事故を起こした夫は、モラハラで殴る蹴るが日常。そんな夫から、「事故を起こしたのはお前のせい」と謎に責められ怖くなったとの事。そして娘は免許を持っているし車の名義も娘だし、娘に罪を着せても無免許運転よりましとの理由。ちなみに娘は、今回事故を起こした夫の子ではない。
・・・罪を着せるに至る理由がもうむちゃくちゃ。

👉何回同じ事するの

裁判官「前回も今回も、無免許運転で同じ罪を犯しているが、なぜ同じことを繰り返すのか」
被告「そんなつもりはなかったが、結果そうなってしまった」
裁判官「同じことを次はしないと約束できるか」
被告「信じてもらえないかもしれませんが、もうしません」
裁判官「次、同じことをしないためにどうすればよいと思うか」
被告「免許をちゃんと取る事、そして深呼吸してよく考える」
・・・対策がえらいフワっとしてるな

😞闇ってついてるやん

Twitterの闇バイトで犯罪に加担した青年の裁判。闇バイト=違法とは思わなかったと言い切るけど、それは無理があるよ、さすがに・・・。

闇ってついて健全なわけない

👉被告

年齢は20代後半から30代前半の男性、長身でグレーのジャージ上下、おそらくかなりの長髪だが、頭の上で大きなお団子にした状態。
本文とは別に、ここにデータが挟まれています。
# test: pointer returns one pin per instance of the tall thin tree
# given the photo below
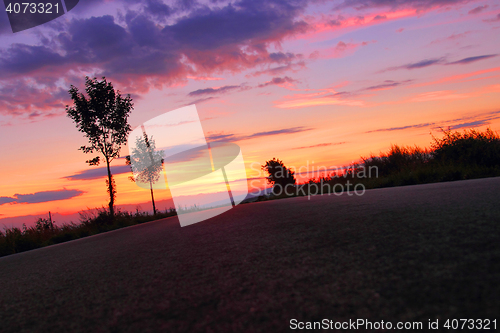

又、質問されていないの自ら釈明のためしゃべる、いままで傍聴した裁判の中で、一番饒舌な被告。

👉事件概要

Twitterの闇バイトで、「人を運ぶ」仕事と言われて応募したところ、対象者が高級時計を強盗した後の移動手段だったことから犯罪に加担。

👉丁々発止のやり取り

ここでは、被告が犯罪になるとわかっていたかどうかが争点の、検事VS被告の手に汗握るやり取りが展開
検事「闇バイトとは、どんな仕事だと思っていましたか」
被告「仕事仲介人からは、タクシーで人運ぶだけの仕事と言われた」
検事「それなら、普通にタクシー使えばいいんじゃないですか?そうしないってことはできない理由があったと考えませんでしたか?」
被告「そうは思いませんでした」
検事「あなたが運んだ人が、大きなリュックサックから時計をたくさん出していたのを見て、何も思いませんでしたか」
被告「運転してますし、時計を出してきたからってそれが犯罪かどうかは普通わかりませんよ」

そう、矛盾しています!

検事「では、取り調べでは罪を認めていますが、この法廷では事件について罪を犯していない、つまり否認するということですか」
被告「結果やったことは悪かったと思ってますが、罪の意識はなかった」
検事「ですから、否認ってことでいいかどうか聞いています」
被告「そうっすね・・・そういうことになりますね・・・それに闇バイト=法に触れるっていう認識はないので」
弁護士「今の否認については、こちらでも再度被告人に聴取を希望します」(ちょっと慌ててるように見えた・・)
・・・たたみかける検事とのらりくらりかわす被告、え、マジで?!的な弁護士。

😞〆

裁判になる事件のほとんどは「それはやったらあかんやろ」なんですが、今回は特に「わかるやん、普通」って突っ込みたくなる裁判でした。育ってきた環境やら刷り込まれた常識、少しずつメンタルがむしばまれたり、何らかの理由で「わかるやん、普通」がわからなくなるだろうか、そのラインはなんだろうか、って考えると、わからなくなってきました。